Затем он выпрямился и посмотрел на маму. В этот момент его аура стала абсолютно нейтральной, как у судьи, зачитывающего приговор. «Так, мамочка, без паники. Похоже на классику жанра. Подозрение на острый аппендицит. Собирайтесь, нужна срочная госпитализация, в больнице разберутся». Эти слова, произнесенные будничным, лишенным всяких эмоций тоном, прозвучали как гром среди ясного неба. Госпитализация. Больница. Операция? Вчерашний мир, полный планов на новые куртки и кроссовки, рухнул в одночасье, погребая меня под своими обломками. Мамина аура вспыхнула таким концентрированным ужасом, что, казалось, сама комната потемнела.

Поездка в машине скорой помощи – это то, что никому не пожелаешь. Пронзительный вой сирены, от которого закладывает уши. Резкие толчки на каждой кочке, отзывающиеся стоном Димки, которого везли на носилках. И запах. Смесь медикаментов, антисептика и чужого страдания, которая, казалось, въедается под кожу. Я сидел на жесткой лавке рядом с мамой. Она не рыдала, а просто тихо плакала, глядя в одну точку. Слезы текли по ее щекам, а ее аура была похожа на грозовую тучу, из которой выкачали весь воздух – плотная, тяжелая, темно-серая масса горя и страха. Я держал ее за руку, но не чувствовал, что это приносит ей хоть какое-то облегчение. Мое прикосновение было бесполезным.

Я смотрел на Димку. Он лежал под тонким одеялом, бледный, с полузакрытыми глазами. Его болезненная аура стала еще более концентрированной, багровые иголки боли вспыхивали в ней все чаще. И где-то в глубине моего сознания, под слоем страха за брата и сочувствия к маме, начала прорастать страшная, уродливая мысль. Она была слабой, я пытался ее отогнать, но она, как сорняк, пробивалась снова и снова. Премия. Приступ. Радость. Боль. Золотое сияние маминой ауры вчера и эта жуткая, болезненная мешанина в ауре Димки сегодня.

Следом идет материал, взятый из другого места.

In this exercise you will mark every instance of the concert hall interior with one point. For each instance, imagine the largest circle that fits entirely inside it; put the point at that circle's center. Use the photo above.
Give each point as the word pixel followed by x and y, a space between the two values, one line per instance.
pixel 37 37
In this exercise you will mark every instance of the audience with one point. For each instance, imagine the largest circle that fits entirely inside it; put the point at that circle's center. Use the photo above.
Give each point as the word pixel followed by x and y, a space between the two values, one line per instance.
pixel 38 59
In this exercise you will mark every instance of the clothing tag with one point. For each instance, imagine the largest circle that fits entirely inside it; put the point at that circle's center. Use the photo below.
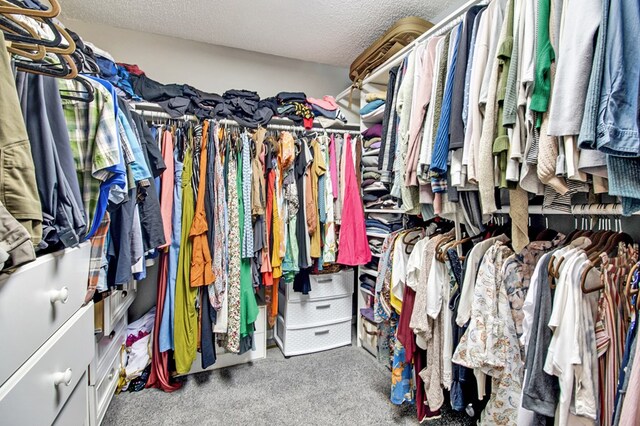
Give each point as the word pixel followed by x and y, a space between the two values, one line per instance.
pixel 69 238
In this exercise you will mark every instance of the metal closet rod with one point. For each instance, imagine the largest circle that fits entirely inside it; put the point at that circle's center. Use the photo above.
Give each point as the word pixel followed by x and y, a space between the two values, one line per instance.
pixel 611 209
pixel 151 110
pixel 441 27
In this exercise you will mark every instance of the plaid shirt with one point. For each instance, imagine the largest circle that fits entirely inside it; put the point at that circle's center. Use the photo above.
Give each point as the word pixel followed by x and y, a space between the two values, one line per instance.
pixel 97 257
pixel 93 136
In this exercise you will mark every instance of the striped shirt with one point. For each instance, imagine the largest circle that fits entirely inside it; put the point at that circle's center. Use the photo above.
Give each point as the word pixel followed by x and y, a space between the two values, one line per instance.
pixel 440 152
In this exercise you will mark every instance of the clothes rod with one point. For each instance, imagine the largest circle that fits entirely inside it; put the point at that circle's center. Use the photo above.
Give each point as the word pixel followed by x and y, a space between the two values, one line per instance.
pixel 576 210
pixel 155 111
pixel 444 25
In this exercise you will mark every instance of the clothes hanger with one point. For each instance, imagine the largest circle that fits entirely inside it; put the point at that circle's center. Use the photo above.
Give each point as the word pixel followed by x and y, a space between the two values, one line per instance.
pixel 89 92
pixel 629 292
pixel 32 51
pixel 7 6
pixel 554 273
pixel 595 262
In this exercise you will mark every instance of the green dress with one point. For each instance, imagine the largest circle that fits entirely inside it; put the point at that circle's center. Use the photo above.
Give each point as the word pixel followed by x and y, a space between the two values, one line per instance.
pixel 186 317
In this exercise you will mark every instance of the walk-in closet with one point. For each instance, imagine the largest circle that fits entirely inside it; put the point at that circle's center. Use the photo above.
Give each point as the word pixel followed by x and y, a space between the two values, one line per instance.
pixel 319 213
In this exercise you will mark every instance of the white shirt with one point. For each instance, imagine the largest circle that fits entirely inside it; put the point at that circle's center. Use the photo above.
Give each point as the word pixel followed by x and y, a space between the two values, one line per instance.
pixel 414 264
pixel 399 268
pixel 528 307
pixel 472 264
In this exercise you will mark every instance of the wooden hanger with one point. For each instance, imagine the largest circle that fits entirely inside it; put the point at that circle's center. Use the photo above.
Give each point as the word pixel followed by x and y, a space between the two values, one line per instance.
pixel 32 51
pixel 9 7
pixel 554 272
pixel 439 254
pixel 628 290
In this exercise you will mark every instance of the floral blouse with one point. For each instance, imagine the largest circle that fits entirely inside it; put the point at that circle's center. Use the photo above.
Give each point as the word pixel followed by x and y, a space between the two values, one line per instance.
pixel 490 344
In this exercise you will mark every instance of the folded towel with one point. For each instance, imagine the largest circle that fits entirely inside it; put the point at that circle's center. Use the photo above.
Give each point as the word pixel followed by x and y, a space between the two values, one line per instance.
pixel 371 106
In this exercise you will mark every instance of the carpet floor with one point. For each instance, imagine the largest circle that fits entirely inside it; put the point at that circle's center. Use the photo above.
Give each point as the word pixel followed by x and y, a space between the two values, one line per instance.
pixel 345 386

Сначала это казалось бредом. Простое совпадение. Так бывает. Люди получают премии, а дети болеют. Одно не связано с другим. Но чем дольше я об этом думал, тем сильнее становилась эта мысль. Она росла, крепла и, наконец, зазвучала в моей голове набатом, заглушая вой сирены и плач мамы. «Совпадение? Не думаю». Я вспомнил свое чувство всемогущества, свою гордость. Я, дирижер судеб. Я, тайный благодетель. А что, если я не дирижер, а просто идиот, который дернул не за тот рычаг? Что, если, «заливая» мамину ауру золотом, я откуда-то это золото взял? Что, если я не создал его из ничего, а просто… перераспределил? Отнял у одного, чтобы отдать другому? Отнял у Димки его здоровье, чтобы оплатить мамину радость? От этой мысли у меня похолодело все внутри.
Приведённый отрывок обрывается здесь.